That the opium traffic is the source of much misunderstanding, suspicion, and dislike on the part of the Chinese towards foreigners, and especially towards the English.

That the opium trade, by the ill name it has given to foreign commerce, and by the heavy drain of silver it occasions, amounting, at present, to about thirteen million pounds sterling annually, has greatly retarded trade in foreign manufactures, and general commerce must continue to suffer while the traffic lasts.

That the connection of the British Government with the trade in this pernicious drug excites a prejudice against us as Christian missionaries, and seriously hinders our work.
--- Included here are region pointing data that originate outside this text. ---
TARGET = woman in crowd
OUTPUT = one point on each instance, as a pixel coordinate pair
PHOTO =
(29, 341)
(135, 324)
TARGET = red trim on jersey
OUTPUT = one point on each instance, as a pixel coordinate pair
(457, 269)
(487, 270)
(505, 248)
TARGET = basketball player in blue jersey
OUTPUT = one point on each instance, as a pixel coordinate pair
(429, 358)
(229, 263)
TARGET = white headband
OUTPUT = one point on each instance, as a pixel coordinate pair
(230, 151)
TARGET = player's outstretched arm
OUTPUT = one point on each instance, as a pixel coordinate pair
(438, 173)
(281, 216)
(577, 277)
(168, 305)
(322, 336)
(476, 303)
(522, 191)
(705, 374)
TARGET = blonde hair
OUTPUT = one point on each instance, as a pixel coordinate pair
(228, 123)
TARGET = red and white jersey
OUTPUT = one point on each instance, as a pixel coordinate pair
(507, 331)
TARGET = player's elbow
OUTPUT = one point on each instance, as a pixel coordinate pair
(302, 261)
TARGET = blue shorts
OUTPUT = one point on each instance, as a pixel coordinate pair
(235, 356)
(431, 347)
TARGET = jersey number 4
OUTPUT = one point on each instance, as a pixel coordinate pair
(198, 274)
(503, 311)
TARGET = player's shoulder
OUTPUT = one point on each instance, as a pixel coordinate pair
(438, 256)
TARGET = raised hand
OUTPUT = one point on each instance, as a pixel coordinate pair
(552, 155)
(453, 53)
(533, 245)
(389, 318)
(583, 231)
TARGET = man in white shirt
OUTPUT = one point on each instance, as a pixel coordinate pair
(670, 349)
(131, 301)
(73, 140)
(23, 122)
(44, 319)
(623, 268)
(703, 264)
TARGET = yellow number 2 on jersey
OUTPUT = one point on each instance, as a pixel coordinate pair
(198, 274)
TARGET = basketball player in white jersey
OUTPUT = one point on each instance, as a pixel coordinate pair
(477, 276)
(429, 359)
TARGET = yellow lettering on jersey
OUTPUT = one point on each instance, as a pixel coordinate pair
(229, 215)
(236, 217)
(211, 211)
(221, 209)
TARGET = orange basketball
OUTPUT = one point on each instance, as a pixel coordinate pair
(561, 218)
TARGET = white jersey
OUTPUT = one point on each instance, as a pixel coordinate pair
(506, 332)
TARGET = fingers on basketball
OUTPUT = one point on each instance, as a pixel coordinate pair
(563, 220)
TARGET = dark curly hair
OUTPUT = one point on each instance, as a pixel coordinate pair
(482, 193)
It strikes the people as a glaring inconsistency, that while the British nation offers them the beneficent teaching of the Gospel, it should at the same time bring to their shores, in enormous quantities, a drug which degrades and ruins them.
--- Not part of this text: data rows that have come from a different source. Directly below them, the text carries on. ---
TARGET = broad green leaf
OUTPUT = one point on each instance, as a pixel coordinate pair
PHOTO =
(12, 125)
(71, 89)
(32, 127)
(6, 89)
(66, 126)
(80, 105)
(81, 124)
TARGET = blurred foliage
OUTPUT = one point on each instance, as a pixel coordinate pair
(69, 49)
That the traffic in opium is wholly indefensible on moral grounds, and that the direct connection of a Christian Government with such a trade is deeply to be deplored.
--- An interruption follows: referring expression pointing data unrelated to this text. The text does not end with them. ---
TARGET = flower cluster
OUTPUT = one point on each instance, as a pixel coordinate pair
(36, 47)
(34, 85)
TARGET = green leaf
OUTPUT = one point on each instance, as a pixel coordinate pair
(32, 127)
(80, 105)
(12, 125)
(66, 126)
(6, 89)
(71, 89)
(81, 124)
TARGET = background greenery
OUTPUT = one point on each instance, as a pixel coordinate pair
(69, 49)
That any doubt as to whether China is able to put a stop to opium production, and the practice of opium smoking in and throughout her dominions should not prevent your Honourable House from performing what is plainly a moral duty.

Your petitioners, therefore, humbly pray that your Honourable House will early consider this question with the utmost care, take measures to remove from the British Treaty with China the clause legalizing the opium trade, and restrict the growth of the poppy in India within the narrowest possible limits.

Your Honourable House will thus leave China free to deal with the gigantic evil which is eating out her strength, and creates hindrance to legitimate commerce and the spread of the Christian religion in this country.

We also implore your Honourable House so to legislate as to prevent opium from becoming as great a scourge to the native races of India and Burmah as it is to the Chinese; for our knowledge of the evil done to the Chinese leads us to feel the most justifiable alarm at the thought that other races should be brought to suffer like them from the curse of opium.

We believe that, in so doing, your Honourable House will receive the blessing of those that are ready to perish, the praise of all good men, and the approval of Almighty God.

And your petitioners will ever pray.